Young athletes have become much more involved in sports, playing on multiple teams during a season and throughout the year. Specializing in one sport has become more commonplace as well. A recent study in the Journal of Sports Health featured on NPR found that in most sports, specializing in a single sport led to higher rates of back injuries, increased psychological stress, and quitting sports at a young age. Furthermore, in most sports, such intense training was not necessary to achieve an elite level of performance in that particular sport.

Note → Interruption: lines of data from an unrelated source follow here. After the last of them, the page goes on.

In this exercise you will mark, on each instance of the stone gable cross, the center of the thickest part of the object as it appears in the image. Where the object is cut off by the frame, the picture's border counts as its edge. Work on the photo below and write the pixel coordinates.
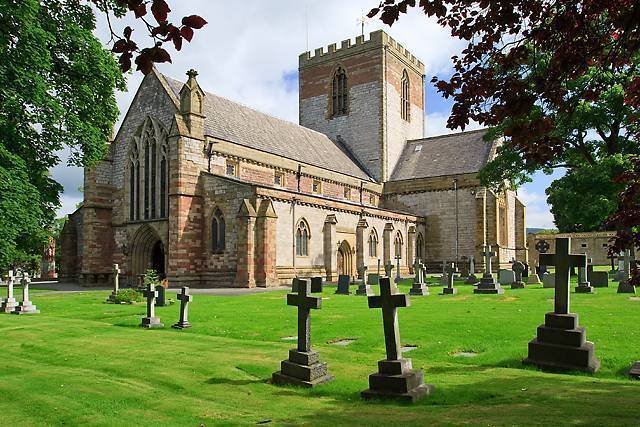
(563, 260)
(305, 303)
(389, 304)
(488, 253)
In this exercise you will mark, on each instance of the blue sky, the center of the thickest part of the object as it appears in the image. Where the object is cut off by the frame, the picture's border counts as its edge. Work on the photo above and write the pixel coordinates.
(249, 54)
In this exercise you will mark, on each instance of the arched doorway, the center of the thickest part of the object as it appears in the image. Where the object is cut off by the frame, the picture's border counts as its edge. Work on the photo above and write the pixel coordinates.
(345, 259)
(147, 251)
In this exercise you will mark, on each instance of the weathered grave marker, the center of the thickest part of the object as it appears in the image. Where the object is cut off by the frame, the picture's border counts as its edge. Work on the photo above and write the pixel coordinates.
(560, 343)
(185, 298)
(151, 321)
(9, 303)
(418, 287)
(344, 280)
(449, 289)
(363, 287)
(518, 271)
(624, 271)
(584, 287)
(395, 378)
(303, 367)
(116, 284)
(25, 306)
(487, 283)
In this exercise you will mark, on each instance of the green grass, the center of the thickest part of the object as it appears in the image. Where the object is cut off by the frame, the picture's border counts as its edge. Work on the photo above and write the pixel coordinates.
(84, 362)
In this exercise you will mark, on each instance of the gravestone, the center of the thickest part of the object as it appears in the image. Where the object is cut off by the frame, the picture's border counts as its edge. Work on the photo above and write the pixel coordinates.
(464, 269)
(363, 287)
(598, 279)
(25, 306)
(542, 247)
(584, 287)
(488, 284)
(388, 269)
(116, 285)
(185, 298)
(625, 286)
(634, 372)
(317, 283)
(161, 300)
(518, 271)
(418, 287)
(373, 279)
(395, 378)
(560, 343)
(506, 277)
(303, 367)
(344, 280)
(9, 303)
(533, 279)
(151, 321)
(549, 280)
(449, 289)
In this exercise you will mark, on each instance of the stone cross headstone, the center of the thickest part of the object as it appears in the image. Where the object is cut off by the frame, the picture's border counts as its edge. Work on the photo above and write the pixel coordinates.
(518, 270)
(488, 284)
(418, 287)
(395, 378)
(363, 287)
(388, 268)
(9, 303)
(151, 321)
(560, 343)
(185, 298)
(448, 272)
(344, 280)
(303, 367)
(25, 306)
(584, 287)
(116, 284)
(625, 286)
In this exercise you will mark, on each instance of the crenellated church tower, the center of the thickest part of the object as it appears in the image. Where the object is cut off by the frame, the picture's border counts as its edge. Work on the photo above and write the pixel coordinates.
(368, 96)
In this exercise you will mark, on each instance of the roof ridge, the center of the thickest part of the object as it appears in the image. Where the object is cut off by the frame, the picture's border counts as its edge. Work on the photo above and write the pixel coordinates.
(446, 135)
(251, 108)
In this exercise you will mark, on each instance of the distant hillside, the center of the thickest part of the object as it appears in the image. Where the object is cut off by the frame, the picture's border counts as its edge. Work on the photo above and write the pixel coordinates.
(539, 230)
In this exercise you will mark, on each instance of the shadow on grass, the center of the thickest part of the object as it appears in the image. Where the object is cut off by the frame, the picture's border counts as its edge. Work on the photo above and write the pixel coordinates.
(229, 381)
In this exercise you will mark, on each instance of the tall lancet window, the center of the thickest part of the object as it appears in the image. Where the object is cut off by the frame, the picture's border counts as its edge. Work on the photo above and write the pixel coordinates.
(406, 97)
(339, 93)
(149, 173)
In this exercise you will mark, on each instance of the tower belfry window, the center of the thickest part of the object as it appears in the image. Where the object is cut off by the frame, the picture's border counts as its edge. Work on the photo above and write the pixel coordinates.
(339, 93)
(406, 97)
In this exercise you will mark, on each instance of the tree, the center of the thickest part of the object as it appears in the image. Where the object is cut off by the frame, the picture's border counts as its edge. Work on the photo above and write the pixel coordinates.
(58, 91)
(533, 70)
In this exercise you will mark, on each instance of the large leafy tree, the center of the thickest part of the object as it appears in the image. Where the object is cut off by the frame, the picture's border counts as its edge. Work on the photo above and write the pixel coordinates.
(557, 80)
(57, 91)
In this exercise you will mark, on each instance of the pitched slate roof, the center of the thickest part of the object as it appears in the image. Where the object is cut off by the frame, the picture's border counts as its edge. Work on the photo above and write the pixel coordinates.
(236, 123)
(453, 154)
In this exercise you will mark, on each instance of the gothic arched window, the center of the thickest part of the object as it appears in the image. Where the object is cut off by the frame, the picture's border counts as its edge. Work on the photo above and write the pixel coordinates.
(218, 231)
(406, 97)
(420, 246)
(302, 239)
(339, 93)
(373, 244)
(148, 158)
(397, 244)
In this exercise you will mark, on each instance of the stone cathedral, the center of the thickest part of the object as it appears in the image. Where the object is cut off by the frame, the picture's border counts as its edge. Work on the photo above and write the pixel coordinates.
(211, 193)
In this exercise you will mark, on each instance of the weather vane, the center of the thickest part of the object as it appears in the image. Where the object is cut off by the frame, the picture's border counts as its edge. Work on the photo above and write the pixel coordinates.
(362, 21)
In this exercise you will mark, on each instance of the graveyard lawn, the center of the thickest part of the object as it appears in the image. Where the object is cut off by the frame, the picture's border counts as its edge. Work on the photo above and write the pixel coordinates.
(85, 362)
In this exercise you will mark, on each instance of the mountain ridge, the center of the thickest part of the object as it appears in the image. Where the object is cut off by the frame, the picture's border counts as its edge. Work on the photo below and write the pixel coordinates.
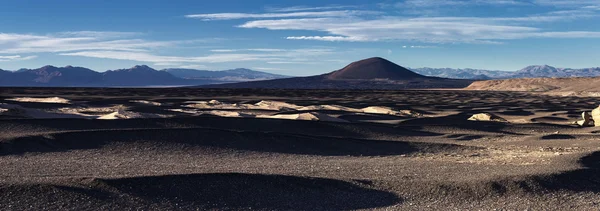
(70, 76)
(371, 73)
(532, 71)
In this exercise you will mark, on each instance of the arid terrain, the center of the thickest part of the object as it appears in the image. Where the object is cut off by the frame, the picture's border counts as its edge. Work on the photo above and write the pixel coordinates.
(551, 86)
(242, 149)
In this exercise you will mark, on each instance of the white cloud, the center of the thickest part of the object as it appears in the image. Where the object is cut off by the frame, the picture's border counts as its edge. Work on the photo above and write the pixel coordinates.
(567, 3)
(326, 38)
(193, 66)
(232, 16)
(251, 49)
(304, 8)
(77, 41)
(442, 3)
(160, 60)
(267, 69)
(15, 58)
(429, 30)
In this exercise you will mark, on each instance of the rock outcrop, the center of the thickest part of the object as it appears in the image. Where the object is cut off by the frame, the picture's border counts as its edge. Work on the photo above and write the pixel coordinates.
(487, 117)
(596, 116)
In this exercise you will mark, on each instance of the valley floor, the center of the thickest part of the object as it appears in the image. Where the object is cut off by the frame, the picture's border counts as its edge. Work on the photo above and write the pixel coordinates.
(436, 160)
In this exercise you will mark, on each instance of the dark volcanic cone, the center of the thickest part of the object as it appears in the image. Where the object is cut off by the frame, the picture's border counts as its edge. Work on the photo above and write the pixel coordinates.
(373, 68)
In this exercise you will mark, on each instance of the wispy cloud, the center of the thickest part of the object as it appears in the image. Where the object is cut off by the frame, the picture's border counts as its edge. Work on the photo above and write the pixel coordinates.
(160, 60)
(232, 16)
(77, 41)
(15, 58)
(443, 3)
(305, 8)
(567, 3)
(428, 29)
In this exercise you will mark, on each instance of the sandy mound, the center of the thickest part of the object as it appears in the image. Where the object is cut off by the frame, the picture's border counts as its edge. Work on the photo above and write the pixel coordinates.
(215, 104)
(41, 100)
(17, 111)
(276, 105)
(146, 102)
(329, 108)
(389, 111)
(262, 105)
(228, 114)
(122, 114)
(551, 85)
(312, 116)
(487, 117)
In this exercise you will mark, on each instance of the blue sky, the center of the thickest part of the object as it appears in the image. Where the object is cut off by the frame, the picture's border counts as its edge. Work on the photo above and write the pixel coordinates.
(299, 37)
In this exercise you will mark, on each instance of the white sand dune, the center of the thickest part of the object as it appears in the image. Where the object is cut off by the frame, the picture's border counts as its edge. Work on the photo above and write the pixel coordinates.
(122, 114)
(283, 106)
(146, 102)
(276, 105)
(229, 114)
(312, 116)
(329, 108)
(389, 111)
(18, 111)
(41, 100)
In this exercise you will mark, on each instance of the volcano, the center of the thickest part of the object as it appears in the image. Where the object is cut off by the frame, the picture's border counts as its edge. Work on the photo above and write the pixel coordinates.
(373, 68)
(371, 73)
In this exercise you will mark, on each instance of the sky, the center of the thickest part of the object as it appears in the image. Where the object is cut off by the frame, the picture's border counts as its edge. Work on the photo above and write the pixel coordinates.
(299, 37)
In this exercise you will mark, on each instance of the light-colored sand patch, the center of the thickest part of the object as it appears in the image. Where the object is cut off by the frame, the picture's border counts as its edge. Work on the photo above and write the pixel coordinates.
(18, 111)
(229, 114)
(122, 114)
(146, 102)
(389, 111)
(276, 105)
(505, 156)
(329, 108)
(214, 104)
(41, 100)
(312, 116)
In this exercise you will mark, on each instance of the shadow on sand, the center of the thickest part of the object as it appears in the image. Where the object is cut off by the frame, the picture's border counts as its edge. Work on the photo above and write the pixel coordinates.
(227, 191)
(213, 139)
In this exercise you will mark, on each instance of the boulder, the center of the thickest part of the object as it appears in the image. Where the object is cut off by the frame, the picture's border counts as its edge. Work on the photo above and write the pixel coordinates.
(596, 116)
(487, 117)
(586, 120)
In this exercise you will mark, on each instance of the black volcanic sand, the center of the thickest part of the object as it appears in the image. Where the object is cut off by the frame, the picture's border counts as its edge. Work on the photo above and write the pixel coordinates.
(437, 162)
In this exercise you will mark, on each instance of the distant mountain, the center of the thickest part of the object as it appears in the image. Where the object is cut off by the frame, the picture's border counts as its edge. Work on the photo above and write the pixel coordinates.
(234, 75)
(138, 76)
(141, 75)
(372, 73)
(51, 76)
(545, 71)
(373, 68)
(462, 73)
(534, 71)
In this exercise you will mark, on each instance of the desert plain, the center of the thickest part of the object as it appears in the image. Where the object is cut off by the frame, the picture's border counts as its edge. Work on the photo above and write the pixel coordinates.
(253, 149)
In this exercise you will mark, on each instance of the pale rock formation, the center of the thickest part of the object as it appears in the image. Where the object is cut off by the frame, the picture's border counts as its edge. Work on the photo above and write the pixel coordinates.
(487, 117)
(596, 116)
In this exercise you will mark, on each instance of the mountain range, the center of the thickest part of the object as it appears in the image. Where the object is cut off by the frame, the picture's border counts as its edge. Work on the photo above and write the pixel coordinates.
(372, 73)
(368, 73)
(534, 71)
(137, 76)
(239, 74)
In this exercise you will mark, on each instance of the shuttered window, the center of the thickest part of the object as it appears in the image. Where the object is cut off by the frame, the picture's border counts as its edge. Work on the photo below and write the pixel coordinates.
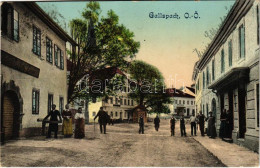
(242, 41)
(230, 53)
(222, 61)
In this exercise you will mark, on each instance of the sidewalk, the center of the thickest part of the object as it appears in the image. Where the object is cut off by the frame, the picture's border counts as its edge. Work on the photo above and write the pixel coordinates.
(230, 154)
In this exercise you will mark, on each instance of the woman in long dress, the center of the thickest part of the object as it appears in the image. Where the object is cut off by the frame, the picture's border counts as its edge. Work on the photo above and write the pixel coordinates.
(79, 124)
(223, 117)
(67, 122)
(211, 126)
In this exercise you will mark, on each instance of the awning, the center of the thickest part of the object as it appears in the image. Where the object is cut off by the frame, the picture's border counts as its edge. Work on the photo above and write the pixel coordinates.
(231, 78)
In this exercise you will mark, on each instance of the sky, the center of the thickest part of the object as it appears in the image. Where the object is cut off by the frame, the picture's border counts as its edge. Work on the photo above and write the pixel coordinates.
(168, 44)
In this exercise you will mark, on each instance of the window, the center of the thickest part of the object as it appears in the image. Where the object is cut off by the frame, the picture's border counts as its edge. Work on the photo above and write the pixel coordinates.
(16, 25)
(35, 101)
(207, 76)
(50, 102)
(61, 60)
(36, 41)
(56, 55)
(10, 22)
(213, 70)
(61, 102)
(242, 41)
(48, 50)
(258, 24)
(203, 80)
(230, 53)
(222, 61)
(257, 99)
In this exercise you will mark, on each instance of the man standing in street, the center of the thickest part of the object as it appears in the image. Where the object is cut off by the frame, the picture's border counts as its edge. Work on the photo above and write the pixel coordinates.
(201, 123)
(102, 119)
(141, 125)
(172, 122)
(53, 125)
(182, 126)
(193, 124)
(157, 123)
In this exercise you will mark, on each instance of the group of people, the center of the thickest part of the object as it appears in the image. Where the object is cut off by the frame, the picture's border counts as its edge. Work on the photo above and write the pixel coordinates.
(79, 118)
(194, 120)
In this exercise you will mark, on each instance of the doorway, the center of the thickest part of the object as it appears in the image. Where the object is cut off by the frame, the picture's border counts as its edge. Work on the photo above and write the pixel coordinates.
(242, 110)
(10, 113)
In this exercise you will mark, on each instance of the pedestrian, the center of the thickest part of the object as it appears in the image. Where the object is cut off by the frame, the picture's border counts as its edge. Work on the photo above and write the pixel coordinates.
(53, 125)
(223, 118)
(229, 124)
(193, 124)
(141, 125)
(182, 126)
(172, 123)
(103, 119)
(211, 126)
(201, 123)
(79, 124)
(157, 123)
(67, 122)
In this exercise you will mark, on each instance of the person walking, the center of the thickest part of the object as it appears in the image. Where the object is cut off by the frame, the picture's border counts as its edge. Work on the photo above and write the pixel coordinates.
(211, 126)
(141, 125)
(172, 124)
(193, 124)
(223, 118)
(67, 122)
(103, 118)
(229, 125)
(182, 126)
(157, 123)
(201, 123)
(53, 125)
(79, 124)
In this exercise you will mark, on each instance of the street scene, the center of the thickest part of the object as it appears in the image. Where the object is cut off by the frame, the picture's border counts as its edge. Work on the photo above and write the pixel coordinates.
(130, 84)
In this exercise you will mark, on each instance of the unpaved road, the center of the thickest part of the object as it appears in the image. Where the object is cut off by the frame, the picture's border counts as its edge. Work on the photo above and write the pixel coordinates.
(122, 146)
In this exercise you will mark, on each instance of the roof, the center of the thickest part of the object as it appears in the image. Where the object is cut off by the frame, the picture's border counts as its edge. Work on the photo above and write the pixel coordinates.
(173, 92)
(49, 22)
(239, 9)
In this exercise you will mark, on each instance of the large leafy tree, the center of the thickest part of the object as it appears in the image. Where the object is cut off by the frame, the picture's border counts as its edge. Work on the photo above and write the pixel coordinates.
(103, 42)
(149, 87)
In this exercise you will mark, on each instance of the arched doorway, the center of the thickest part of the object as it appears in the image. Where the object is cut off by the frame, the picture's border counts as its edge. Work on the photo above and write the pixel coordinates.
(214, 108)
(10, 123)
(11, 111)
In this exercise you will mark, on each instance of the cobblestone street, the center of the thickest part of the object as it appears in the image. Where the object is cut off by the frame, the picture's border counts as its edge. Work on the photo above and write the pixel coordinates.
(121, 146)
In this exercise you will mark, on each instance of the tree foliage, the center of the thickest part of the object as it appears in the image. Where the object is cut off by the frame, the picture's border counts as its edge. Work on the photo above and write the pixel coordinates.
(102, 43)
(150, 84)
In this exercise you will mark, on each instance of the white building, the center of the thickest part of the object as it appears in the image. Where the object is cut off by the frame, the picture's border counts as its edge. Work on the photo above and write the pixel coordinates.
(230, 72)
(33, 67)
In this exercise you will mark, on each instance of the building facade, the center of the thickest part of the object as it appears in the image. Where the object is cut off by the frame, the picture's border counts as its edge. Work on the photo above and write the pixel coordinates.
(230, 73)
(33, 67)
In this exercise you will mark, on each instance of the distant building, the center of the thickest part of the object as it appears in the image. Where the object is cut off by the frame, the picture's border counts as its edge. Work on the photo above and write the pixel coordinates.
(33, 67)
(227, 75)
(183, 103)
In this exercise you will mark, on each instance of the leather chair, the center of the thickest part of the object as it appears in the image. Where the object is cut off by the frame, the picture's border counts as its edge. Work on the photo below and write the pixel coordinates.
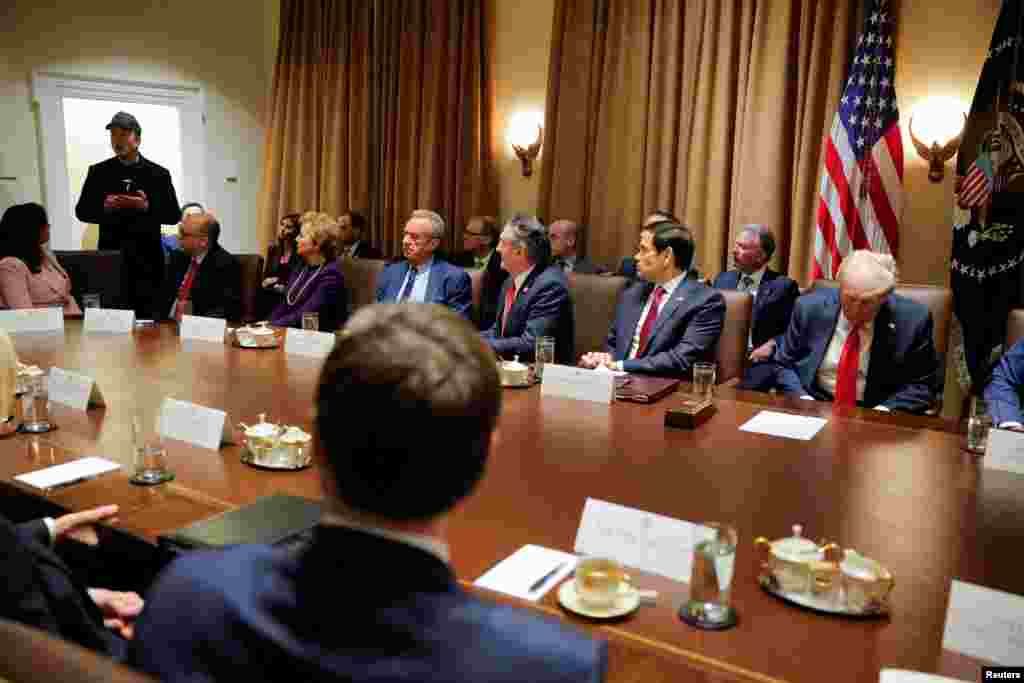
(730, 354)
(252, 278)
(31, 654)
(360, 280)
(594, 299)
(93, 272)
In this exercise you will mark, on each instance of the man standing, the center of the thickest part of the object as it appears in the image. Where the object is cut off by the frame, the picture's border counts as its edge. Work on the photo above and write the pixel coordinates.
(423, 276)
(535, 300)
(480, 242)
(667, 323)
(379, 559)
(563, 235)
(129, 197)
(203, 273)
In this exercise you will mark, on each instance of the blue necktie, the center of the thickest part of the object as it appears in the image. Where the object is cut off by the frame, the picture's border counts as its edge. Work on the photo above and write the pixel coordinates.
(408, 289)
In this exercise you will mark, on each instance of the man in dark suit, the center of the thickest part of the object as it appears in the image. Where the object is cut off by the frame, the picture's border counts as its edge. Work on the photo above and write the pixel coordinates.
(353, 237)
(423, 276)
(535, 300)
(373, 598)
(563, 236)
(774, 294)
(480, 241)
(203, 272)
(860, 344)
(41, 591)
(129, 197)
(666, 323)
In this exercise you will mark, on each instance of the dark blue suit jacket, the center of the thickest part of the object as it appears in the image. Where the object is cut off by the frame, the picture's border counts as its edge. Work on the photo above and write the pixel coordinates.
(543, 308)
(772, 306)
(903, 364)
(1004, 391)
(351, 606)
(686, 330)
(448, 286)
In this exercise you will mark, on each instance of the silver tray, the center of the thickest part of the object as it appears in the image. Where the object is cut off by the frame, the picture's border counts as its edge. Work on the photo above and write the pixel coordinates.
(819, 603)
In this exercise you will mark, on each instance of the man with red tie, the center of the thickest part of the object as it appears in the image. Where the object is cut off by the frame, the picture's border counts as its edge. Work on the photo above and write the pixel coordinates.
(667, 322)
(860, 344)
(204, 279)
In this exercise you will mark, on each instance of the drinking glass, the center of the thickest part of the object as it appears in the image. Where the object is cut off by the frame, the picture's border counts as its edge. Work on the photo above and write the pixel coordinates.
(544, 351)
(151, 462)
(704, 379)
(711, 579)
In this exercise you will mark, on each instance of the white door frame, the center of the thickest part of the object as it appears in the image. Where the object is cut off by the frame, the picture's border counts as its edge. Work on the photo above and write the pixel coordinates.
(48, 91)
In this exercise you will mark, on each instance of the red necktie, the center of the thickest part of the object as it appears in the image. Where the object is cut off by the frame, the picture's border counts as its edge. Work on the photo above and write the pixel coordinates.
(849, 365)
(648, 322)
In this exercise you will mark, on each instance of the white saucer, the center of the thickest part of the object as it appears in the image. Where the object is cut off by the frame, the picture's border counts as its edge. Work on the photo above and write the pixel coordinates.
(628, 601)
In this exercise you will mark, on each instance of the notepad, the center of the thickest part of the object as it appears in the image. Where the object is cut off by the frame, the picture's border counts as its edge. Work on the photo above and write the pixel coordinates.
(73, 472)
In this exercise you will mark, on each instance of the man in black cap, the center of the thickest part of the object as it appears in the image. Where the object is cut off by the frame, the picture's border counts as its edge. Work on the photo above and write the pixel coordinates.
(129, 197)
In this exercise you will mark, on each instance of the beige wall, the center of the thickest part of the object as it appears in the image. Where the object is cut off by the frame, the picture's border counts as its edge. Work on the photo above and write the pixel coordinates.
(228, 46)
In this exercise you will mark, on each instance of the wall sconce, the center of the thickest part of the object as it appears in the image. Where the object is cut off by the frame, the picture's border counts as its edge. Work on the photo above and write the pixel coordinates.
(525, 134)
(942, 122)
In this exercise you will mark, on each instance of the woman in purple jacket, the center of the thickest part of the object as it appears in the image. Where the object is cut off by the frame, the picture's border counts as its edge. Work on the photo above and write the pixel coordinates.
(316, 287)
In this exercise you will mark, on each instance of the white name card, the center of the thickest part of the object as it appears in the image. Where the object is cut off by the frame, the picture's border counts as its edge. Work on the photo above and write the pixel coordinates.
(1005, 451)
(984, 624)
(205, 427)
(578, 383)
(203, 329)
(75, 390)
(116, 321)
(642, 540)
(32, 319)
(308, 342)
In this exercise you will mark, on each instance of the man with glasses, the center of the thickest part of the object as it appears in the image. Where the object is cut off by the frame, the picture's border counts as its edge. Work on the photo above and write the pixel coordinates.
(203, 279)
(423, 276)
(480, 242)
(535, 300)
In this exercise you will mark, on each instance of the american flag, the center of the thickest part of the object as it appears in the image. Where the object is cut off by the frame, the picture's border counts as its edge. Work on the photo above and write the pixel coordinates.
(861, 193)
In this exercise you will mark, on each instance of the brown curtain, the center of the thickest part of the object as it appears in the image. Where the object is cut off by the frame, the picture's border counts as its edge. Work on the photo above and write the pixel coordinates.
(715, 111)
(383, 107)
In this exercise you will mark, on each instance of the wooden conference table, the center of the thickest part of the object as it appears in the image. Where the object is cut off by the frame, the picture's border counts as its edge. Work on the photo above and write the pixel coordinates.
(895, 487)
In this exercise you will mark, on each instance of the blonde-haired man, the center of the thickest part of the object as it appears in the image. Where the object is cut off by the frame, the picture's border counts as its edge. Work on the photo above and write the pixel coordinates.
(860, 344)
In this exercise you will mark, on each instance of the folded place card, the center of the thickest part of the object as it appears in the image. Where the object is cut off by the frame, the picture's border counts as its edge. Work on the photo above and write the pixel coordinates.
(528, 572)
(69, 473)
(205, 427)
(32, 319)
(204, 329)
(985, 624)
(578, 383)
(784, 425)
(642, 540)
(72, 389)
(116, 321)
(1005, 451)
(308, 342)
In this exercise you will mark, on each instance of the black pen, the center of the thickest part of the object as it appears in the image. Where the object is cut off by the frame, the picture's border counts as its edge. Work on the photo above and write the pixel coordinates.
(540, 582)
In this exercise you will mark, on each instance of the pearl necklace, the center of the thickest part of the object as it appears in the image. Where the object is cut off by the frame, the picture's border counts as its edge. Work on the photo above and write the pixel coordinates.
(288, 297)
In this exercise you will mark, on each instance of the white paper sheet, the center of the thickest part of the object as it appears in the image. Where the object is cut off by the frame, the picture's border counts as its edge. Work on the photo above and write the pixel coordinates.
(73, 472)
(985, 624)
(784, 425)
(523, 569)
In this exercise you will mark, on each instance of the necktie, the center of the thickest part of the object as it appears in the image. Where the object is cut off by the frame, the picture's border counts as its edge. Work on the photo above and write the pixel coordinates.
(185, 289)
(849, 365)
(408, 289)
(648, 322)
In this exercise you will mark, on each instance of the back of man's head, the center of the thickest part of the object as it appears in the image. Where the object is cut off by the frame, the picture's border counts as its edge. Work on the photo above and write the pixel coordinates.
(407, 403)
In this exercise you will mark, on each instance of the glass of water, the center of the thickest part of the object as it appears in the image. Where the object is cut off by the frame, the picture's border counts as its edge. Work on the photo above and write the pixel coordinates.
(704, 379)
(711, 579)
(544, 352)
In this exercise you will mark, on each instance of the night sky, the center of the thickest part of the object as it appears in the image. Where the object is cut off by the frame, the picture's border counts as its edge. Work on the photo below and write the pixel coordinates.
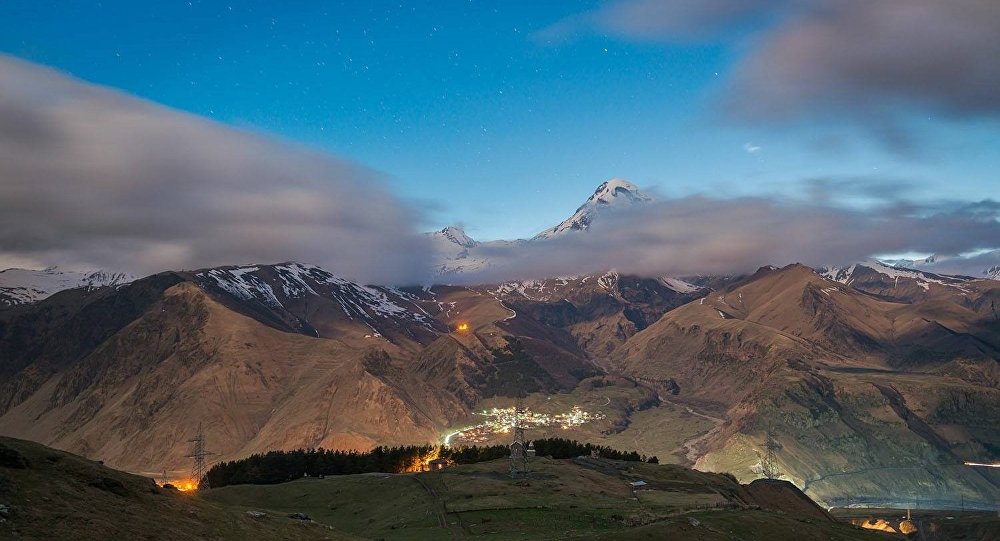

Another more recent study by the same lead author showed a 70% increased risk of children developing serious overuse injuries such as stress fractures or ligament tears when they are involved in intensive training in a single sport. Such training can become counterproductive, as these serious injuries can sideline children anywhere from 1-6 months if not longer.
Other interesting findings the latter study included:
- Young athletes were more likely to be injured if they spent more than twice as much time playing organized sports as they spent in unorganized free play — for example, playing 11 hours of organized soccer each week, and only 5 hours of free play such as pick-up games.
- Athletes who suffered serious injuries spent an average of 21 hours per week in total physical activity (organized sports, gym and unorganized free play), including 13 hours in organized sports. By comparison, athletes who were not injured, participated in less activity – 17.6 hours per week in total physical activity, including only 9.4 hours in organized sports.